>> Thursday, August 29, 2013
The Drops of God 2 by Tadahsi Agi and Shu Okimoto
Genre: Fiction (Graphic Novel)
Publication Date: 2011
The Short Version:
Two rivals continue their competition to determine who will inherit their father’s estate by searching out twelve outstanding wines.
Why I Read It:
I was surprised at how much I enjoyed the first volume in this series. I’d never read Japanese style Manga before and I enjoyed it and also learned a lot about wine so I wanted to continue with the series.
From the publisher:
In the second volume of the Drops of God, Shizuku has lost his family home, and now he must go search for the first of the Twelve Apostles of Wine. Not knowing where to start, he turns to his new friends and collabrators for guidance. However, this poses a new problem. The world of wine is vast and is full of history. Where does a complete novice start? And with a co-worker who is madly obsessed with Italian wines, how will he ever find the proper perspective and direction needed to take on someone like the prince of wine criticism, Issei Tohmine?

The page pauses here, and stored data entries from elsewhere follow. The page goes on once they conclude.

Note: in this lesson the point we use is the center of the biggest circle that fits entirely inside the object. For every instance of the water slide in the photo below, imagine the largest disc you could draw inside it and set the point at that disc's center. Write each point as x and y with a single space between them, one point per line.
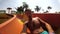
15 25
12 26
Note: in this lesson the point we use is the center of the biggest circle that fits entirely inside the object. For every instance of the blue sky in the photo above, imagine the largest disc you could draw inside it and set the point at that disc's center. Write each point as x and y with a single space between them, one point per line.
55 4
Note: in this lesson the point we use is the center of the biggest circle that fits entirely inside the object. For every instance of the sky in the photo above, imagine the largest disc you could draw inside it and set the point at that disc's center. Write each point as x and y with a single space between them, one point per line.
55 4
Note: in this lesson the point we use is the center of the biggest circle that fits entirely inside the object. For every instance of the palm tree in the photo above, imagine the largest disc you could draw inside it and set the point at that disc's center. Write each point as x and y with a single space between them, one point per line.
25 5
20 9
37 8
49 8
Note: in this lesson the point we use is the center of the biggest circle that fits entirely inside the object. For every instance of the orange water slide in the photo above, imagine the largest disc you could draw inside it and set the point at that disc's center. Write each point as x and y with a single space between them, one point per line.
12 26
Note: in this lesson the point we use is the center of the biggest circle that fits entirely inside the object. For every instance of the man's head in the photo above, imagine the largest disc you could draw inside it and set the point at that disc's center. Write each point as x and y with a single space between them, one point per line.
36 23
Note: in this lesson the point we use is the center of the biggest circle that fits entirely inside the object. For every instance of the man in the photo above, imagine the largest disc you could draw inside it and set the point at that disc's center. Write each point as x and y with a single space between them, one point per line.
34 25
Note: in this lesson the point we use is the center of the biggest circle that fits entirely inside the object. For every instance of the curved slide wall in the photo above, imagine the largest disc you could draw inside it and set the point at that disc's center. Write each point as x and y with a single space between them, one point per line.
12 26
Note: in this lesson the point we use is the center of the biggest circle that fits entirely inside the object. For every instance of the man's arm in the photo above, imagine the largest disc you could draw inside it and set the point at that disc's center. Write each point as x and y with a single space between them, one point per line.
24 31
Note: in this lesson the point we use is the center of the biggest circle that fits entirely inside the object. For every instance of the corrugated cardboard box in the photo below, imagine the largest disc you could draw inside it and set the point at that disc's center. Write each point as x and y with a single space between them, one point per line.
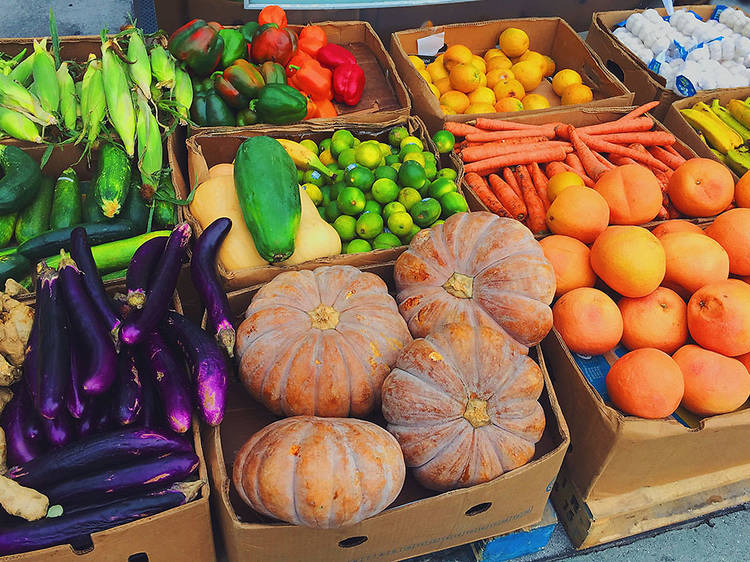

To prepare himself Shizuku volunteers to participate in a unique wine tasting by one of Japan's up-and-coming wine traders and producers Saoin Wines. The same group that is funding Shizuku's rival Tohmine have established an event that showcases 100 unique wines together in a formal setting. This is a high-stakes wine event, where the most enjoyed wines will certainly be bought up at top dollar by the finest food and wine establishments of Asia. As a member of Taiyo Beers new Wine Sales Division, Shizuku must select the best wine at this event. And even if the labels are not the best known, he will have to trust his senses and his own judgement of taste to pick the one true wine worth sales on the market today.
The first book in this series was my introduction to Japanese Manga. Surprisingly I learned a lot about wine and wine tasting from it. The competition and rivalry is set up in the first volume and this second focuses on Shizuku and his attempts to learn as much as he can about wine.
Shizuku begins the story helping out a restaurant owner who has a second chance to impress a food and wine critic who gave his restaurant a scathing review. He must find the best wine pairing for each course of the meal. This was a fascinating process and well done section of the book.
The second major story arc is a competition with a co-worker matching up affordable French and Italian wines. Again I learned a lot about wine while simply enjoying the way the story is told.
Once again it took me a few pages to get used to reading right to left but once I was used to it I was able to read it easily. I have found that when I’m reading these it’s best if I stick with it until I finish because I find it difficult to switch back and forth between the right to left flow to what I normally read.
The artwork is well done and carries a large part of the story telling load. There are some great secondary characters and a lot of humor tossed in throughout.
I highly recommend this series if you have any interest in wine at all.